Barcelona se frota las manos ante la llegada, el próximo fin de semana, de 50.000 personas que participarán en el congreso mundial de telefonía móvil 3GSM. No hay ni una cama libre en los hoteles de la ciudad y alrededores entre el domingo 12 y el jueves 16 de febrero, y encontrar restaurantes durante esos días para comer y cenar será complicado. La palabra utilizada por el presidente del Gremi d´Hotels de la ciudad, Jordi Clos, sobre qué significa este acontecimiento para Barcelona es reveladora: "Es un escándalo", en el buen sentido, claro está.
"No sólo los hoteles de Barcelona están hasta la bandera, sino que establecimientos del Maresme, el Garraf y hasta de Tarragona y Girona se han llenado", explica Clos.

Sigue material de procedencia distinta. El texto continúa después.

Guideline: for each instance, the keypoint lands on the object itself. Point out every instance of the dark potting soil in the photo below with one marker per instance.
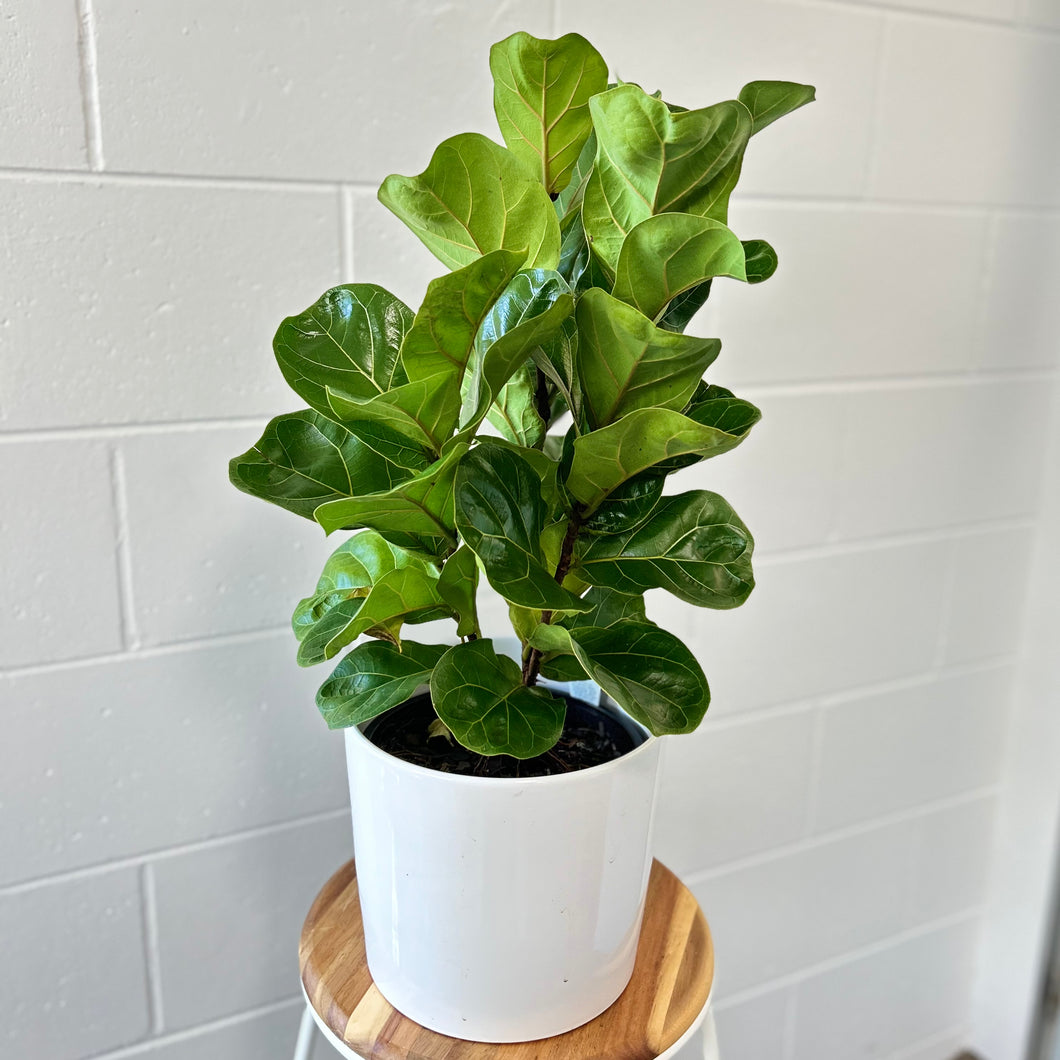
(592, 736)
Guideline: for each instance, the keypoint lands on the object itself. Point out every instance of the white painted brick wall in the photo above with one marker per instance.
(176, 178)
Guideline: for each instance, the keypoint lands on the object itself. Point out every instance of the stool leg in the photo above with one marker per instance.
(304, 1041)
(709, 1038)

La importancia de este congreso mundial, que se celebra por primera vez en la capital catalana y que presentará las novedades tecnológicas de la telefonía móvil, no es tanto por el número de visitantes, alrededor de 50.000, como por "la calidad y el nivel de estos visitantes", indica el responsable de los hoteleros.
"Este congreso tiene más repercusión que ferias tan importantes como Construmat o Alimentaria, ya que la mayoría de los participantes son de un alto nivel adquisitivo y hará un gasto muy significativo en la ciudad", dice Clos. En este sentido, pone como ejemplo que muchas de las habitaciones reservadas son dobles pero de uso individual.
"No hay que olvidar la repercusión mediática que este congreso tendrá para Barcelona y que durante estos días estarán aquí los mejores clientes de estas compañías, que son futuros turistas para la ciudad", añade el director del hotel Claris, José Luis Fernández. Presidentes, directores generales y altos ejecutivos de compañías de telefonía y empresas de telecomunicaciones asistirán al congreso y disfrutarán de la oferta de ocio y servicios de Barcelona.
Alrededor de 150 restaurantes del centro de la ciudad, de categoría media alta, han acordado con la organización del evento tratos especiales para los asistentes. "Buscan salones reservados, una copa de cava de bienvenida, algún detalle, en definitiva", señalan fuentes del Gremi de Restauració de Barcelona. Y para después de cenar, la organización del congreso ha elegido locales de copas del Port Olímpic y la zona de Marià Cubí. "Hemos reservado hasta unos 60 espacios diarios para que las empresas realicen sus reuniones, fiestas y cócteles más allá del ámbito de negocio del congreso", explica Marta Vila, directora de marketing de Ultramar Express, agencia oficial del congreso. Sólo durante la noche del 14 de febrero se celebrarán en la ciudad un total de 50 acontecimientos por parte de las empresas asistentes.
La repercusión de este congreso no se queda aquí. La contratación de yates para la semana que viene también se ha disparado, ya que son muchos los que han querido aprovechar la cercanía del mar para montar allí las oficinas o salas de visitas. También se han agotado los coches con chófer y los servicios de limusina. "Hemos recibido muchas peticiones para realizar excursiones por Catalunya; viene gente de Asia y América con mucho interés por el turismo cultural, sobre todo por las rutas de Dalí y Gaudí", explica Vila. Ya se han reservado salidas a la Costa Brava, Montserrat y Sitges.